Pascal Lamy said governments had made progress in tackling the worst economic downturn for many decades but much remained to be done.
“In February this year, the global economic downturn was peaking,” the WTO director general said here at a forum.
“Less than a year on, progress has been made but we are not yet out of the woods.” In this environment, he said, “pressure for protectionist actions with their illusory gains for the domestic economy, will not necessarily diminish any time soon.”
Future write-downs in the world financial system have now been cut to about $3 trillion, he said, citing an estimate by the International Monetary Fund. “The cleanup process has reached the half-way mark but this progress is still too slow,” Lamy said.
Meanwhile, Lamy urged WTO members to resist protectionist pressure in the wake of the economic crisis, but said hopes of an early deal to free up international commerce were uncertain.
Lamy said success in completing the Doha round of trade talks next year as scheduled was vital to signal business and consumer confidence, and would strengthen the hand of governments as they confront protectionism.

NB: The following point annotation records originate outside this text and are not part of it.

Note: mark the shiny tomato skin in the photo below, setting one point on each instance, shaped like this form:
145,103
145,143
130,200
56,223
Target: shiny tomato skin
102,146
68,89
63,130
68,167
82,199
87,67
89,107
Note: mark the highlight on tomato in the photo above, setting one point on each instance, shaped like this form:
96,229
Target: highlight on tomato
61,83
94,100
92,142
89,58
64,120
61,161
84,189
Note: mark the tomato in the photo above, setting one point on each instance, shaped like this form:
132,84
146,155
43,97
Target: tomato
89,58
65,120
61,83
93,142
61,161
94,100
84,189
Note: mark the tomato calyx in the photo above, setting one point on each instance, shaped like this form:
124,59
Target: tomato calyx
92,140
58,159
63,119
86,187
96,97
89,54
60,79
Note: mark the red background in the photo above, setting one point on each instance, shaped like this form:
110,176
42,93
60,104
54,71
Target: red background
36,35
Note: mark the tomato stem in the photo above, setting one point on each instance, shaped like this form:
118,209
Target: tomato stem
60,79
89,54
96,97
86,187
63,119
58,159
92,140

“This will not occur unless they are all ready for heavy political lifting at home,” he said, adding there would be a “crunch time meeting” in the first quarter to check if the goal was attainable.
Prospects for meeting the deadline remain uncertain, Lamy said. “The jury is still out until the end of the first quarter of next year.”

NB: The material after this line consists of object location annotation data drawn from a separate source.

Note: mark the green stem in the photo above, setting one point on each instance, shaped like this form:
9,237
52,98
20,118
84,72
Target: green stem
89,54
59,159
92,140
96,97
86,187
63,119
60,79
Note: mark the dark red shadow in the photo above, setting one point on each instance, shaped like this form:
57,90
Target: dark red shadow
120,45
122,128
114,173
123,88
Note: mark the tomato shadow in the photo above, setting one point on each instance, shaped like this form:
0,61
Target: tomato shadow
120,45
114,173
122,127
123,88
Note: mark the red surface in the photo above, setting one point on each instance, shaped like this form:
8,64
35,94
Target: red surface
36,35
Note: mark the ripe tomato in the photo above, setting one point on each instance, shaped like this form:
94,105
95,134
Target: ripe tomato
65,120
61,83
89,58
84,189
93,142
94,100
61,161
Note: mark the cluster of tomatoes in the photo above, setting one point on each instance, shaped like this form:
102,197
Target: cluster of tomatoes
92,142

Little progress was made toward ending the impasse during a ministerial meeting held in Geneva last week.
The Doha round began in 2001, with a focus on dismantling obstacles to trade for poor nations by striking an accord that will cut agriculture subsidies and tariffs on industrial goods.
Deadlines to conclude the trade talks have been repeatedly missed.
Discussions have been dogged by disagreements on issues including how much the US and the European Union should reduce aid to their farmers and the extent to which developing countries such as India, China and South Africa should cut tariffs.
Lamy said developing states, which make up two-thirds of WTO members, suffered especially from protectionism.
“Our poor members have been hit short-term by the shrinking trade,” he said.
“They depend much more than others on trade to grow their economy and to reduce poverty, which is why fighting protectionism is even more important for them as it is for richer countries.”
Supachai Panitchpakdi, secretary general of the United Nations Conference on Trade and Development, said discussions on new multilateral fiscal regulations to avoid a repeat crisis should proceed in a fair manner.
“There cannot be a stable global economic governance without having both trade and finance regulated at the multilateral level,” he told a separate news conference on thesidelines of the Seoul forum.
Supachai said it would be necessary to stress equal treatment for member countries.
“So there should not be double standards in a way that rules are applied — one set of rules for industrialized countries or one set of rules for developing countries.
“They would all be subjected to the same rules.”